Titration of narcotic meds now a preprinted order
Titration of narcotic meds now a preprinted order
Written policy allays fear of causing death
At Oregon Health Sciences University Medical Center in Portland, there is no longer any misunderstanding about whether a morphine drip may slowly cause a patient to die. Although it’s a fine line, physicians now understand the difference between active physician-assisted suicide and the appropriate relief of a terminally ill patient’s pain and suffering.
In its landmark decision earlier this year, the U.S. Supreme Court admitted this dilemma, stating, "The line between the two may not always be clear, but [determining whether medications hasten or cause death] certainly is not required, even were it possible." The court said that "letting a patient die" is legal.
The Oregon medical center would be the only facility in the state (as a state-operated facility) actually required to honor patient requests for physician-assisted suicide if Measure 16 is approved and upheld by the courts. Measure 16, the Oregon Death with Dignity Act allowing physician-assisted suicide, was passed by voters in November 1994. (For more on the U.S. Supreme Court decision and its implications for institutional policy and practice, see Medical Ethics Advisor, August 1997, pp. 85-88.)
The medical center uses a standard preprinted physician’s order for the "open titration of narcotics for the dying patient." (See preprinted order, inserted in this issue.)
"When a patient’s symptoms warrant the use of these medications, we can continue to manage pain, regulate vital signs, and titrate for control of the symptoms without the worry of causing death," says Paul Bascom, MD, medical director of the hospital’s comfort care team.
But despite the fact that the institution has sanctioned titration as an accepted medical practice for the comfort care of terminally ill patients, Bascom and others involved in this change in the culture of dying say the importance of ongoing education for health care professionals regarding pain management and other issues of palliative care should not be underestimated.
"A form cannot solve the crisis in terminal care," Bascom warns. "It is important because it gives physicians the permission to do what is best for the patient. But the use of this or any other form is not as critical as the basic ethical climate and principles you are trying to instill among health care team members." (See the medical center’s policy on open titration, p. 104.)
"So much more education needs to be done," says Lori Andreas, RN, MSN, a pain control specialist who serves as a critical nurse specialist on the Oregon medical center’s comfort care team and nurse manager on the oncology unit.
The pendulum is swinging in the direction of better care for the dying, Andreas says. "Our physicians have increased awareness about pain management, but we still need to increase their passion for alleviating pain and suffering."
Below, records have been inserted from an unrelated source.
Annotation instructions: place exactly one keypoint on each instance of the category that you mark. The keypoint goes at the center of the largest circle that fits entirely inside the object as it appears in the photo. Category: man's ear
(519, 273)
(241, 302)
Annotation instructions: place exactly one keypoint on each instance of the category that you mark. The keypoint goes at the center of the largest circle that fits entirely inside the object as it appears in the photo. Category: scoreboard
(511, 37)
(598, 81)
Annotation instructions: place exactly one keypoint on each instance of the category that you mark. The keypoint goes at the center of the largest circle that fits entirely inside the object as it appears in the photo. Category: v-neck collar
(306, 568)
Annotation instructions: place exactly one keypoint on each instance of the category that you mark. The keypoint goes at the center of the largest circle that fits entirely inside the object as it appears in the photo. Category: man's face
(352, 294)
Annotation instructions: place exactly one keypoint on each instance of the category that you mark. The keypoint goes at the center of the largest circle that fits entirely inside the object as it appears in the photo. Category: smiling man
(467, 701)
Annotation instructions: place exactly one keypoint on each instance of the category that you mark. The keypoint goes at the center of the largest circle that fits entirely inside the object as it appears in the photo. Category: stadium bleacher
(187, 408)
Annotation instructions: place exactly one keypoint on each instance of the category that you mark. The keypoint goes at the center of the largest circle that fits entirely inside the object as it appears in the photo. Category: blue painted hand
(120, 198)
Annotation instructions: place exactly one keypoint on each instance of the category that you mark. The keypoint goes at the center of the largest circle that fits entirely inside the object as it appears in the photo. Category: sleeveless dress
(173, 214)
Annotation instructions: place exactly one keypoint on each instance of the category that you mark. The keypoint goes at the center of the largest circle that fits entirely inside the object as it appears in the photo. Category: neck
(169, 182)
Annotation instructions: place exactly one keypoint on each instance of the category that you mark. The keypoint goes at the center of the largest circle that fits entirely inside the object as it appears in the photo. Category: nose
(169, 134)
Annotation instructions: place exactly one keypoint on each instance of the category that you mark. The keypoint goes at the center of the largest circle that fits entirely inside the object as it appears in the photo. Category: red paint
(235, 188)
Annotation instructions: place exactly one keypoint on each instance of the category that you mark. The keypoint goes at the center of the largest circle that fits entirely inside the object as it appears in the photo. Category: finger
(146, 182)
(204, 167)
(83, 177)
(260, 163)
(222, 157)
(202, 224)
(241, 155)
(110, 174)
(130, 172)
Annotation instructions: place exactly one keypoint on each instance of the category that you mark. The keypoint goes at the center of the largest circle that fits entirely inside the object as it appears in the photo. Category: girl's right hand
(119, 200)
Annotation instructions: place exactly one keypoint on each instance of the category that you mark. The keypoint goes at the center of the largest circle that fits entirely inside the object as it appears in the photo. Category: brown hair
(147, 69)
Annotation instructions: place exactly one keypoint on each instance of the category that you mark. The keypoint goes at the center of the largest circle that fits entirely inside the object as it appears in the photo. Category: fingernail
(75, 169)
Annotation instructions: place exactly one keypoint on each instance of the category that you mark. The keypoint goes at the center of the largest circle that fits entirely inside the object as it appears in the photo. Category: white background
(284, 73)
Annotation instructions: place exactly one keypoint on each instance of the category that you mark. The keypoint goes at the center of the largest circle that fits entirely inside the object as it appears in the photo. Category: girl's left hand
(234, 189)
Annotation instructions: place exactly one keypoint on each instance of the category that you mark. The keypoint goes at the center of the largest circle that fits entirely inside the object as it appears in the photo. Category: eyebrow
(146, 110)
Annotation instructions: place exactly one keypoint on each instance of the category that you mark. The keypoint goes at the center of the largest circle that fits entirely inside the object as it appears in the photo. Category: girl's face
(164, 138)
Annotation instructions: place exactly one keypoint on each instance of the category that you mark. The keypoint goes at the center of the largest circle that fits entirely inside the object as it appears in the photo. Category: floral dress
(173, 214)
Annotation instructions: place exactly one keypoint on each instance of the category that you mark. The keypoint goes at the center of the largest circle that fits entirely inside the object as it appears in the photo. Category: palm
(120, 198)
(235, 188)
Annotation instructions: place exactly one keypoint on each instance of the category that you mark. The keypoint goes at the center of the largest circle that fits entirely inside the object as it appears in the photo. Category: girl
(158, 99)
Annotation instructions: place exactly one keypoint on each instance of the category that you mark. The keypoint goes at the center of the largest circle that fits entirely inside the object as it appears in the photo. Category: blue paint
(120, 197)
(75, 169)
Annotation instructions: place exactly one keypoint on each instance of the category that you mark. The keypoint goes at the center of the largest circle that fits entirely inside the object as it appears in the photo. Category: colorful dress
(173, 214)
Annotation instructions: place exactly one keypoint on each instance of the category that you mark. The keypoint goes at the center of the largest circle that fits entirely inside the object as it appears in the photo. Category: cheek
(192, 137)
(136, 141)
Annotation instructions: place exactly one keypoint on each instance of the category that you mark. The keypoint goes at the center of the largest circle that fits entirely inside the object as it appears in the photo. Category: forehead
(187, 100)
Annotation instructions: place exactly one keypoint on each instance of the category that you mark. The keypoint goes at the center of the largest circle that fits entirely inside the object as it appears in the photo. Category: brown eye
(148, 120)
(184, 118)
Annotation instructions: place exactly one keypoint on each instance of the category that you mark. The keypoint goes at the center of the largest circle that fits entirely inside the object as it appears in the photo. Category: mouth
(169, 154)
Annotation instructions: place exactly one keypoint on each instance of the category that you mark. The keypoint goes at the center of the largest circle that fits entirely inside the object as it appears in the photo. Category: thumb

As a member of the hospital’s practice council, one of the main stakeholders in any clinical policy change, Andreas nurtured the open titration policy through its original draft and through a one year review and approval process by several hospital committees.
A major lesson learned, she shares, is that you don’t need to get everyone’s opinion and approval. "Get a representative group to go through the initial review process," Andreas recommends.
Also, recognize that different groups of physicians will have differing viewpoints. "Surgeons think differently about this policy than oncologists," Andreas says. "They don’t necessarily oppose it, but their views are not the same because they see the treatment they have to offer as most important."
Working together
When the original draft of the open titration policy was circulated among administrative, nursing, and physician groups, Andreas and Bascom also included educational materials on the ethical theory of double effect as well as legal and medical facts about narcotic administration.
The titration order has no requirement of a maximum dosage, Andreas explains. The key factor in determining the appropriate amount of medication is working with the other members of the care team and the family to set goals of treatment and care, she says.
"When it is determined that the patient is indeed dying, it is important that everyone involved be working toward common goals," she says.
Sometimes, even with the new titration policy, nursing staff will feel pressured by family members to increase pain medications.
"One nurse recently came to our team and said the family wanted to up the mother’s pain medication because she was blinking her eyes. With a little education, the family learns that this action does not mean the patient is in pain. It is part of the dying process," says Andreas.
This is a simple but common example of what it means to help the family make end-of-life decisions, she reiterates.